Inizia la partita tra Unics e Cedevita. I tifosi croati sono forti (hanno perfino una banda!), i loro beniamini molto meno. Vedo giocare Lyday come mai aveva fatto a Treviso. L’Unics vince facile. Scrivo le ultime righe di commento e prendo la via della sala stampa. Immediatamente sotto la sud mi imbatto nelle battute finali di un’intervista a Lampe. E capisco come funziona. Troppo tardi. Nell’immediato post-gara alcuni giocatori si piazzano in una piccola area transennata, per scambiare due (rapidissime) parole con la stampa.

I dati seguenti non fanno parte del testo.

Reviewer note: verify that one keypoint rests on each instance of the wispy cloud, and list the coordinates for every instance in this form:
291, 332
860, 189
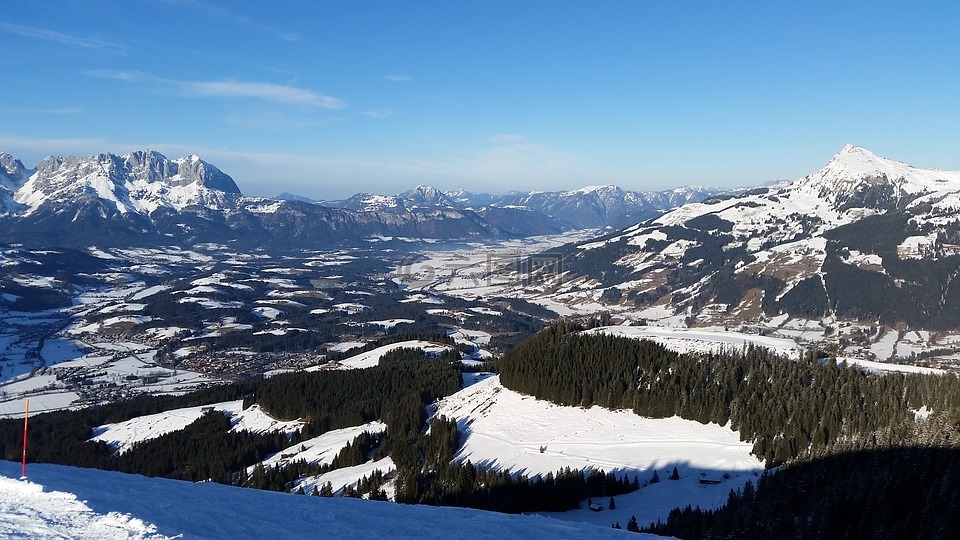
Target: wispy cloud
276, 93
61, 38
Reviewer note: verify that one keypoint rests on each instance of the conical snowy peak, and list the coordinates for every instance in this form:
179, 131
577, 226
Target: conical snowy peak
426, 195
12, 173
856, 173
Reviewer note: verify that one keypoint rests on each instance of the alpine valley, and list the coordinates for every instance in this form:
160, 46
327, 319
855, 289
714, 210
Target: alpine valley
769, 362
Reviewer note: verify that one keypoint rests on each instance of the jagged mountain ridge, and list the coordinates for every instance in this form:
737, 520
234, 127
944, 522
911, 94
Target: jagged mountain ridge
864, 238
589, 207
145, 198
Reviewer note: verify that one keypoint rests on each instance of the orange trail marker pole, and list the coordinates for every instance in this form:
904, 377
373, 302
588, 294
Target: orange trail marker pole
26, 416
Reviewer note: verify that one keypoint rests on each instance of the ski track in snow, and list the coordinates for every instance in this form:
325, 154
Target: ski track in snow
69, 502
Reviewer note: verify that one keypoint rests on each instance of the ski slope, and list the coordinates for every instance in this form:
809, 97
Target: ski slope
507, 430
68, 502
122, 435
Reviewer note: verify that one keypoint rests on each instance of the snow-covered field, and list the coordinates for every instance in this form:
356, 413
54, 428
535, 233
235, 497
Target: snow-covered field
122, 435
694, 340
67, 502
372, 358
510, 431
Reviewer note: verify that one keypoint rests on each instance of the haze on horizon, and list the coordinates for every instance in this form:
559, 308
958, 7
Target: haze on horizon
329, 99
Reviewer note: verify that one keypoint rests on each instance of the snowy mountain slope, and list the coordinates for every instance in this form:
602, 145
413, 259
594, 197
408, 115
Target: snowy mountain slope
144, 198
510, 431
137, 182
122, 435
12, 177
865, 241
588, 207
372, 358
68, 502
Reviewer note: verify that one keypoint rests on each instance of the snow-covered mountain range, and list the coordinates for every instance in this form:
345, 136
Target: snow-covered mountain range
145, 198
588, 207
865, 239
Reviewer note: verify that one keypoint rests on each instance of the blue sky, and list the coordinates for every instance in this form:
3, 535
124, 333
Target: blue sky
329, 98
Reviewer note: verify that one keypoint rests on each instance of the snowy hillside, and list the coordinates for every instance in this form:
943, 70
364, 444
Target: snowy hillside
66, 502
510, 431
860, 254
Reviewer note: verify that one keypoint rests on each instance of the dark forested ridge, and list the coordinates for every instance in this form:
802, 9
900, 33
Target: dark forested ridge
857, 464
906, 492
398, 391
788, 407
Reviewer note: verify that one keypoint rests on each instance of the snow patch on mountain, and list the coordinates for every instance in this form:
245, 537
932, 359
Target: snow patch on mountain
117, 505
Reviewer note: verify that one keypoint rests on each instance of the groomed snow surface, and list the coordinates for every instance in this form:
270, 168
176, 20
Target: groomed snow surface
507, 430
67, 502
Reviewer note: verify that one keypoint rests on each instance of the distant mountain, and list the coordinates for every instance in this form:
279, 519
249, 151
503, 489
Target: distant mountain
865, 238
599, 206
145, 198
590, 207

Lì sistemati, ognuno nel suo piccolo spazio, i giocatori sembrano puttane (molto alte) nel classico viale delle puttane. Vorrei allungare il registratore per carpire le ultime battute in inglese del polacco, ma… non ce l’ho il registratore. Vedo che invece molti intervistatori utilizzano il cellulare come “recorder”. Li fisso con lo stesso sguardo incantato di Michel J Fox in Ritorno al futuro parte II, quando vede la pizza istantanea. Forse, mi impongo di pensare, non è proprio un comune cellulare. Comunque sia, mi sento indietro…
Guadagno posto in sala stampa e mi viene messo in mano un apparecchio con le cuffie per la traduzione simultanea. Avevo visto cose del genere solo nelle immagini del parlamento europeo, o dell’ONU. Vivo un momento di assoluta onnipotenza. Dopo di che provo a capire come l’aggeggio funzioni. È vero, Petrovic parla un inglese “accessibile”, ma vedere alcuni giornalisti (quelli avanti!) tradurre simultaneamente, senza alcuno sforzo apparente, ogni parola sul proprio pc alla velocità con cui io penso è qualcosa di veramente tosto. Mi sento molto indietro.
Il buffet mi fa riguadagnare autostima e serenità. Soprattutto perché c’è un frigo pieno di birra. L’hanno fatto per i russi e i croati, ho pensato! Fosse per gli italiani… Avendo bazzicato qualche summer league in Ghirada, so che in queste occasioni i frigoriferi sono di prassi riempiti di acqua e di quelle brodaglie che tanto piacciono agli atleti; quelle che fanno venire i calcoli ai reni. Mi guardo bene perciò dal polemizzare sul fatto che si poteva pescare una marca migliore di birra. La birra… è sempre birra. Gli affettati sono buoni, ma purtroppo non ho tempo di assaggiare i tortellini. Devo tornare in tribuna stampa. Tra pochi minuti sarà in campo la Benetton.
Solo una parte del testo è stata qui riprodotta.